More than 200,000 Americans are living with Type 1 diabetes. All of them younger than 20-years-old. The number of patients and the cost of the disease is climbing.

Every year in the United States, about 40,000 people are diagnosed with diabetes and that includes the kids at Diabetes Day Camp Marco YMCA.

Veronica Fernandez, 13 years old, said it is good to know she is not the only teenager having problems with diabetes. She has had Type 1 diabetes since she was 8-years-old. Keeping up with that medical malady is a constant job.

“You have to take care all the time,” Fernandez said.

It is a job Fernandez and kids like her share at the Marco Island camp. But, their parents are glad they have the opportunity to share their experiences, including Stacey Pace, whose son, Anthony, also goes to the camp.

Type 1 diabetes is usually diagnosed in children, teens and young adults. People with it have a pancreas that is not making insulin or it is making little of it, according to the Centers for Disease Control and Prevention. Symptoms can include blurred vision, clamminess or difficulty concentration.
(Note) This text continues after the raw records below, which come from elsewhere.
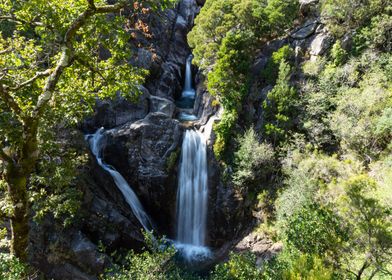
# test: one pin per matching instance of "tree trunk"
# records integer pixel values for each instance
(17, 190)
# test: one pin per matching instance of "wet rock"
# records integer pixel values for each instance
(320, 44)
(146, 153)
(85, 254)
(309, 7)
(259, 244)
(306, 30)
(163, 105)
(112, 113)
(68, 271)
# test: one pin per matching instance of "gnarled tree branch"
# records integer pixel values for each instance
(67, 50)
(37, 75)
(9, 100)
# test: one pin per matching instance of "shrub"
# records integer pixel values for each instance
(239, 267)
(279, 106)
(11, 268)
(253, 161)
(315, 230)
(271, 71)
(339, 55)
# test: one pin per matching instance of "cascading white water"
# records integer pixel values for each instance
(96, 142)
(188, 95)
(192, 197)
(188, 91)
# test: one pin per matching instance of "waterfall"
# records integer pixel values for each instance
(192, 197)
(188, 95)
(96, 142)
(188, 91)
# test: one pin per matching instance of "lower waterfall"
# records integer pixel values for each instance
(96, 142)
(192, 197)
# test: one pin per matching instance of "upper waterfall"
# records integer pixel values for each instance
(188, 91)
(96, 142)
(188, 95)
(192, 196)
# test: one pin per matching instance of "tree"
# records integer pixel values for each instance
(52, 68)
(279, 106)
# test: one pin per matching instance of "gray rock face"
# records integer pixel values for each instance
(145, 153)
(306, 30)
(309, 7)
(259, 244)
(110, 114)
(162, 105)
(320, 44)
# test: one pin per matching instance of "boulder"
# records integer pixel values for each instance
(146, 153)
(163, 105)
(320, 44)
(309, 8)
(112, 113)
(306, 30)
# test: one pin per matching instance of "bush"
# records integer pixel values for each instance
(315, 230)
(253, 161)
(224, 131)
(239, 267)
(11, 268)
(279, 106)
(271, 71)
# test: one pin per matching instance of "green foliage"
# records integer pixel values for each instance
(376, 35)
(239, 267)
(339, 55)
(11, 268)
(315, 230)
(345, 15)
(279, 106)
(233, 61)
(156, 263)
(224, 40)
(271, 71)
(253, 161)
(224, 131)
(305, 175)
(306, 267)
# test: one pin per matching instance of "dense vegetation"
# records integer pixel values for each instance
(326, 138)
(51, 74)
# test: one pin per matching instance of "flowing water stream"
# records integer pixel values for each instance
(192, 197)
(192, 192)
(97, 143)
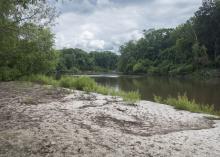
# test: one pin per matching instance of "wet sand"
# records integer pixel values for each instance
(40, 120)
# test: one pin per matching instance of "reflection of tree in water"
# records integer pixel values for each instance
(202, 91)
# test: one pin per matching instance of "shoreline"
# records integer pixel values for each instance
(46, 121)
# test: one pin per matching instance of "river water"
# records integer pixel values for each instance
(202, 91)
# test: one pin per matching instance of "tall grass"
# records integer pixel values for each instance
(183, 103)
(85, 84)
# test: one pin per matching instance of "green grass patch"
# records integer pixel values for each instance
(182, 102)
(85, 84)
(41, 79)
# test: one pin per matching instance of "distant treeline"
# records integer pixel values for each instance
(191, 47)
(77, 60)
(26, 45)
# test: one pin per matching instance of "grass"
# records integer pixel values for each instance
(183, 103)
(85, 84)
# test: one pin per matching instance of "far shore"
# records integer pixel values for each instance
(41, 120)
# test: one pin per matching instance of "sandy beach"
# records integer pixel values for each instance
(40, 120)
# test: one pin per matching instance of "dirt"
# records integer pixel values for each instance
(38, 120)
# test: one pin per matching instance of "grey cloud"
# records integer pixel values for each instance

“Type 1 is completely life-changing,” Pace said. “Just his insulin alone is $700-800 a month.”

Affording the medication is a problem that thousands of parents across the country face.

Right now, the price of a vial of insulin is about $350. The average price nearly tripled between 2002 and 2013, according to the American Diabetes Association.
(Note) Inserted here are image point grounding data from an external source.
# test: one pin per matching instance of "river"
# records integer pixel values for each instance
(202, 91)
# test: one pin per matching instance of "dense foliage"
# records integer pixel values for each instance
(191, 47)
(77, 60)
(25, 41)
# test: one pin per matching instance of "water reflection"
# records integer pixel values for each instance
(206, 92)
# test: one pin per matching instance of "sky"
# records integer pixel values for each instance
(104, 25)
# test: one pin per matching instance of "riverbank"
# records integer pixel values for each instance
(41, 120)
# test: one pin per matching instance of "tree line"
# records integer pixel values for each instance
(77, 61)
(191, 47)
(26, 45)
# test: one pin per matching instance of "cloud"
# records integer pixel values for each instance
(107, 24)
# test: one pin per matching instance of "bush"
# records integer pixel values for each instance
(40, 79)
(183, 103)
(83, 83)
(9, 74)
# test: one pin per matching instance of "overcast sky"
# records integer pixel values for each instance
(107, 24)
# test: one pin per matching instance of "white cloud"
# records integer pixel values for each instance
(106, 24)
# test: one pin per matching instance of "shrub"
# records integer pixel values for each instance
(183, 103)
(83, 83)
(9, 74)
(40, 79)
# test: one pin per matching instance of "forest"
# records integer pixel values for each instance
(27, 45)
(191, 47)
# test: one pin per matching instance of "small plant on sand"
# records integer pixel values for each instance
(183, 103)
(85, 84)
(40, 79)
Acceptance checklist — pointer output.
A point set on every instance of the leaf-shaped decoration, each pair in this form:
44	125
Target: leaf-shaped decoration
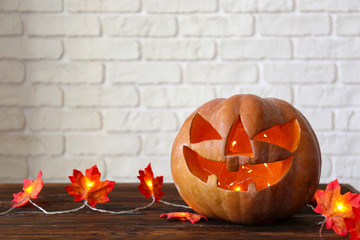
150	186
89	187
31	191
336	207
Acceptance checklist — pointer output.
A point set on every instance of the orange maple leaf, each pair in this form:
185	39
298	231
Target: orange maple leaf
353	225
192	217
89	187
336	207
31	191
150	186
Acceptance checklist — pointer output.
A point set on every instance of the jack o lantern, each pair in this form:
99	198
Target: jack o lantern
246	159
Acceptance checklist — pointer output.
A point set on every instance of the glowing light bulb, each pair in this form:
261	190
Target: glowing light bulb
89	183
340	207
29	189
149	184
237	188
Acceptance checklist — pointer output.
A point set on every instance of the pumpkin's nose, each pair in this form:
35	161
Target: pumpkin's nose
262	152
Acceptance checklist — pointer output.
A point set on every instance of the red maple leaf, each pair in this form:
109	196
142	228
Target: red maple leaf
89	187
150	186
353	225
336	207
192	217
31	191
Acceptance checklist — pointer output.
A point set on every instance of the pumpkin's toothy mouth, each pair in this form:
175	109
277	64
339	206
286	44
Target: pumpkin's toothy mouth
263	175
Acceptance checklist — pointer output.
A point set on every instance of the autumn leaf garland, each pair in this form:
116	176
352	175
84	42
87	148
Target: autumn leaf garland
342	212
89	187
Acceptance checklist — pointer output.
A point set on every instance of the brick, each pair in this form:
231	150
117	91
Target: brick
298	72
64	120
143	73
236	6
327	48
31	6
12	72
21	48
342	118
125	96
329	5
327	96
12	120
326	166
320	119
179	50
347	119
102	49
292	25
62	25
16	169
65	73
31	145
349	72
124	169
158	144
144	121
140	26
160	97
282	92
216	26
348	25
30	96
101	144
58	169
221	73
339	143
10	25
348	167
256	49
275	5
116	6
180	6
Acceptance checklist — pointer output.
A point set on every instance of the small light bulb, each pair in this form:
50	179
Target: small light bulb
29	189
340	207
237	188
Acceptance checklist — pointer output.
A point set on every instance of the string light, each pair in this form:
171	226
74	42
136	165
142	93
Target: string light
29	189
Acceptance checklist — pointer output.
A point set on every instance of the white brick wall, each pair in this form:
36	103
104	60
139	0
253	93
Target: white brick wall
111	81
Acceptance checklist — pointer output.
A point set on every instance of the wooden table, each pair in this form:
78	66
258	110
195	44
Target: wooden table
29	223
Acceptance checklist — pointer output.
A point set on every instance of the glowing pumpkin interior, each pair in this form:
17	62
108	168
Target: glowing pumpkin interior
238	143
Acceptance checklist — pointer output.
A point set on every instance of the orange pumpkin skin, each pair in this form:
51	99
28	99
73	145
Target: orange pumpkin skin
279	200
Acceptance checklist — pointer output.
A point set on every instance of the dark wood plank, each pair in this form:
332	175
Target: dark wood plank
29	223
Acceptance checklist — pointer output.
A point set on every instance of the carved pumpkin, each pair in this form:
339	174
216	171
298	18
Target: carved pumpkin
246	159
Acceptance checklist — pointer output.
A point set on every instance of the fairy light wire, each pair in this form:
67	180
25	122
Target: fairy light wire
58	212
174	205
121	212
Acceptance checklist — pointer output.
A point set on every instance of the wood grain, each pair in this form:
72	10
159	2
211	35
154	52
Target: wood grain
29	223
By the year 2050, more than 5 million people in the US are expected to have diabetes, including 600,000 kids. More of these camps are going to be needed in the decades to come.

That is one reason Tami Balabage leads the “The Help a Diabetic Child Foundation” in Southwest Florida. She said it is her third summer.

Her non-profit helps families find affordable medication it. It also plays a role in starting the YMCA diabetes camp.

“They form bonds,” Balabage said. “They make friendships. They learn from each other.”

It is something kids said they would not soon forget. For those not there, Fernandez has a message for them.

“Treat people kindly who have it,” Fernandez said. “Don’t make fun of what they have on their bodies.”